Amines are the derivatives of ammonia. They composed It is made up of one or more alkyl groups that replace the hydrogen atoms in an ammonia (NH3) molecule. Because of this, In amines, the nitrogen atom and the alkyl group are directly bonded. Based on the number of alkyl groups present in the compounds, amines are classified as primary secondary, and tertiary amines.
Primary amine:
Primary amines are those in which only one of the hydrogen atoms in the ammonia molecule has been changed. So the formula of the primary amine is RNH2 where “R” is an alkyl group. E.g., CH3NH2 ( methylamine)
Secondary amines
In a secondary amine, two of the hydrogens in an ammonia molecule have been replaced by alkyl groups. E.g., Dimethyl amine ( CH3)2NH2
Tertiary amines
In tertiary amines, all hydrogens in an ammonia molecule have been replaced by alkyl groups. E.g., Trimethyl amine ( CH3)3NH2
Preparation
From amide
Simple amide undergoes a reduction reaction with lithium aluminum hydride to form primary amine.

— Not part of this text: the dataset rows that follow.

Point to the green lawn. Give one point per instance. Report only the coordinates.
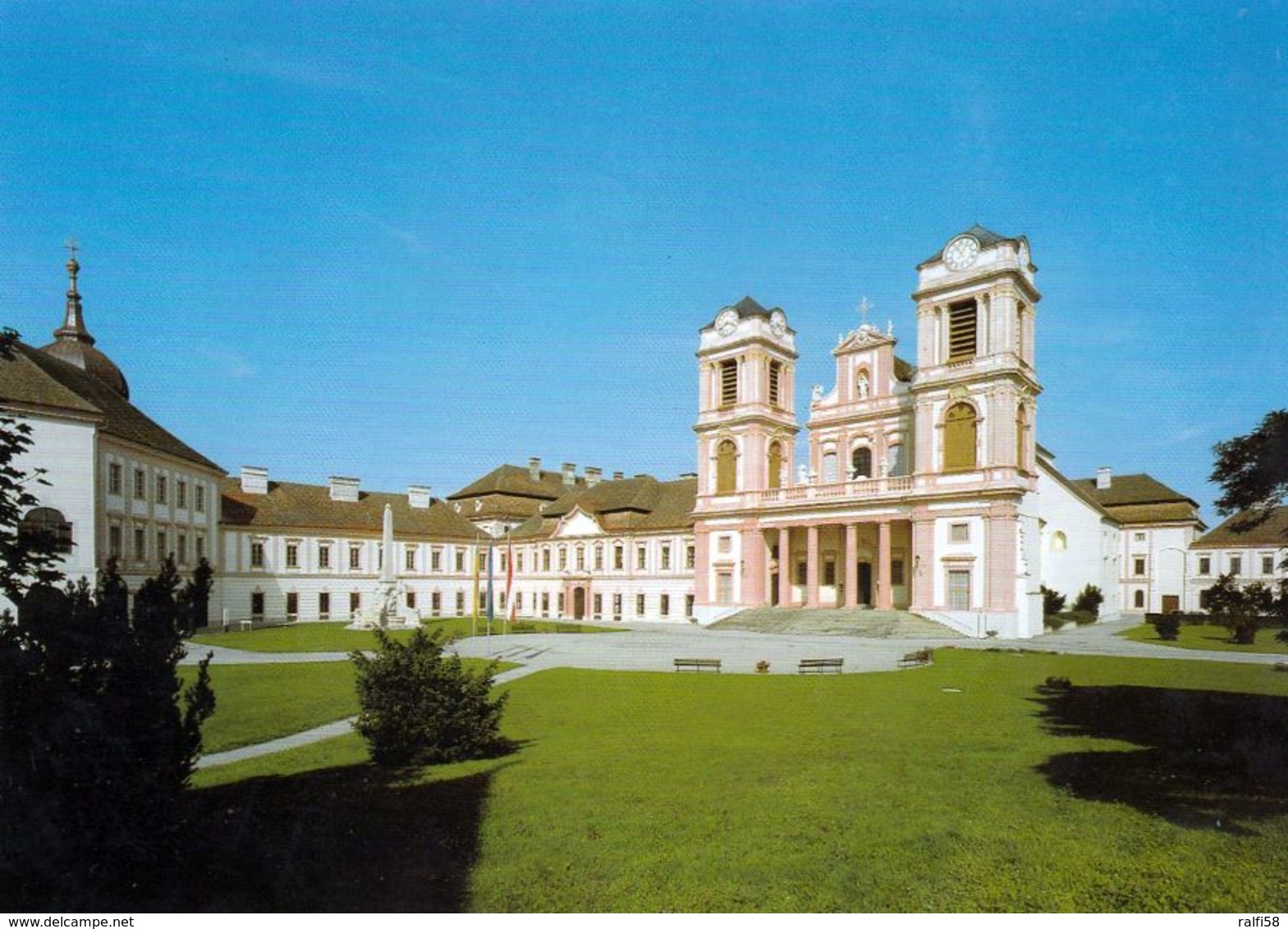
(332, 637)
(962, 786)
(260, 702)
(1208, 638)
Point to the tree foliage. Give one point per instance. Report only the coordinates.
(1254, 469)
(421, 707)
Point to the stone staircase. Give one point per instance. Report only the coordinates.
(869, 624)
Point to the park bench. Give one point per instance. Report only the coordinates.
(819, 665)
(697, 665)
(914, 659)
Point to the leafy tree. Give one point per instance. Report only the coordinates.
(421, 707)
(95, 748)
(1052, 602)
(1089, 601)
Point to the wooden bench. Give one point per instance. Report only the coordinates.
(914, 659)
(697, 665)
(819, 665)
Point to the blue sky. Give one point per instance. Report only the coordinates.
(412, 241)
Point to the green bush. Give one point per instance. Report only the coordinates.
(420, 707)
(1167, 625)
(1089, 601)
(1052, 602)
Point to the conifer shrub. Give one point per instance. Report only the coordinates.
(421, 707)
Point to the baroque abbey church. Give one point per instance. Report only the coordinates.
(916, 486)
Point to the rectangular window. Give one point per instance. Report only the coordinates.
(728, 382)
(724, 588)
(961, 332)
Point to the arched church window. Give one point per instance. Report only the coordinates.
(776, 465)
(860, 463)
(960, 427)
(727, 467)
(49, 524)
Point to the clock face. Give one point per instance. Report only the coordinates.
(961, 253)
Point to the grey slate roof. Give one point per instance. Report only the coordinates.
(34, 378)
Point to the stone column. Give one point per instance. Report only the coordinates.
(812, 567)
(884, 593)
(785, 569)
(851, 565)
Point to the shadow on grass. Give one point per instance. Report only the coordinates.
(341, 839)
(1207, 759)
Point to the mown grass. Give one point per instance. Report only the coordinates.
(1208, 638)
(260, 702)
(332, 637)
(1149, 786)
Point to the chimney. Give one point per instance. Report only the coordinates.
(254, 479)
(344, 490)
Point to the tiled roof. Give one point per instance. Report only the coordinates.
(1247, 529)
(34, 378)
(309, 506)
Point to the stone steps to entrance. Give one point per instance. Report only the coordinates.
(869, 624)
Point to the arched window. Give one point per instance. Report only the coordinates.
(960, 427)
(727, 467)
(47, 524)
(776, 465)
(860, 463)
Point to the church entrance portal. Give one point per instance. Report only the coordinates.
(864, 584)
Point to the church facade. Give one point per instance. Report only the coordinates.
(914, 485)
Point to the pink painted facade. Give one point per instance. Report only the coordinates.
(910, 491)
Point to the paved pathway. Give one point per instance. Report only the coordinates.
(644, 647)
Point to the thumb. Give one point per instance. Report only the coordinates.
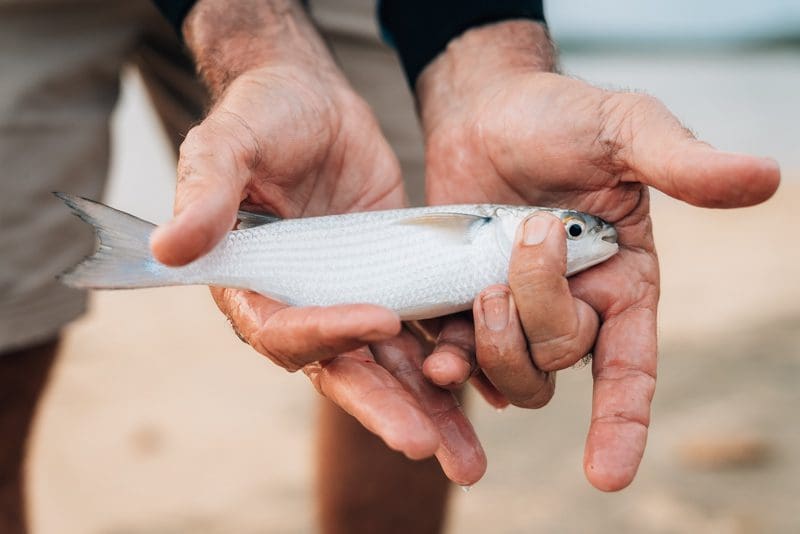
(210, 188)
(664, 154)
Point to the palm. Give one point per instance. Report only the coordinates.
(542, 139)
(317, 151)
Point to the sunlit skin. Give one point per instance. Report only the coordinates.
(289, 136)
(501, 128)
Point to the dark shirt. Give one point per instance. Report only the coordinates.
(418, 29)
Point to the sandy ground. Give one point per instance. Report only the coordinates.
(159, 420)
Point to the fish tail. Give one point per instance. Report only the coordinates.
(122, 258)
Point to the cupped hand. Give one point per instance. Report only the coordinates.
(287, 135)
(501, 129)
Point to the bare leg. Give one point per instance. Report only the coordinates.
(364, 487)
(23, 376)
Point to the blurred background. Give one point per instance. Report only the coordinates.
(159, 420)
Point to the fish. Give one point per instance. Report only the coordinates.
(420, 262)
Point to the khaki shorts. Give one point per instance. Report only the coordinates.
(61, 62)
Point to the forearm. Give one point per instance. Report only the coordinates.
(229, 38)
(479, 56)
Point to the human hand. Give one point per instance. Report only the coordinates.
(501, 128)
(288, 135)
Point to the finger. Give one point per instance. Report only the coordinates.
(503, 351)
(452, 361)
(624, 369)
(211, 184)
(662, 153)
(560, 329)
(488, 391)
(295, 336)
(460, 453)
(369, 393)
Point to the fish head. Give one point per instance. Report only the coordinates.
(590, 239)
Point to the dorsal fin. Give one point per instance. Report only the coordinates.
(458, 225)
(248, 219)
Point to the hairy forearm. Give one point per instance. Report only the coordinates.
(229, 38)
(477, 57)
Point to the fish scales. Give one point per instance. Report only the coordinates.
(420, 262)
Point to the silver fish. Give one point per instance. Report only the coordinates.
(420, 262)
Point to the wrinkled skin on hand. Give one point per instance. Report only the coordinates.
(293, 139)
(504, 131)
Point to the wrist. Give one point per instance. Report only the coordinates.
(477, 58)
(229, 39)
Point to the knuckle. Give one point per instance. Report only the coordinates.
(557, 353)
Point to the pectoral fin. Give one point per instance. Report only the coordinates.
(454, 225)
(248, 219)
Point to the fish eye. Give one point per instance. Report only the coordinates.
(575, 228)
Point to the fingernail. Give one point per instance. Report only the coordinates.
(536, 229)
(495, 311)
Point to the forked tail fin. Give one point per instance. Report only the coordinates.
(122, 258)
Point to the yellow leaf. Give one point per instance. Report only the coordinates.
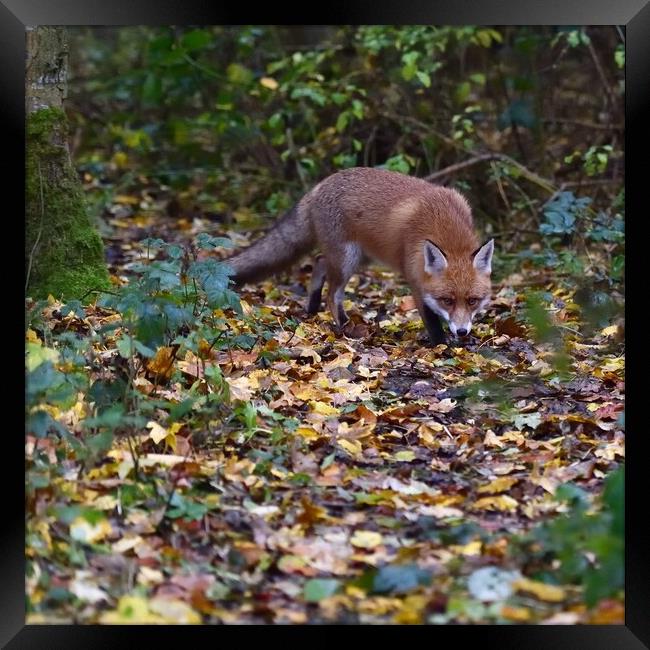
(405, 456)
(32, 336)
(157, 433)
(443, 406)
(307, 432)
(412, 610)
(612, 365)
(269, 82)
(174, 611)
(242, 388)
(473, 548)
(323, 409)
(612, 330)
(162, 362)
(128, 200)
(519, 614)
(126, 544)
(502, 503)
(353, 447)
(492, 440)
(548, 593)
(83, 531)
(131, 610)
(366, 539)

The reaction of a primary amine with an alkyl halide
Primary amine on reaction with the alkyl halide produces the dialkylammonium salt which on further reaction with NaOH yields free secondary amine.
The reaction of an alkyl halide with ammonia
Tetraalkylammonium halide is formed by heating an alcoholic ammonia solution with an excess of alkyl halide. Which on reaction with NaOH solution gives free tertiary amine.
Physical properties
Boiling point
| Types of amine | Example | B.P |
| Primary amine | CH3NH2 | -6.3 0C |
| Secondary amine | (CH3)2NH | 7.4 0C |
| Tertiary amine | (CH3)3N | 3.5 |
Odor
The lower member of amine amines, such as methylamine and ethylamine, has an ammonia-like odor. As the amines grow in size, they begin to smell more “fishy” or decay-like.
Solubility
Small members of all types of amines are soluble in water. The amines which are commonly found as gases at normal temperatures are usually marketed as water solutions. All amines, including tertiary amines, can form hydrogen bonds with water.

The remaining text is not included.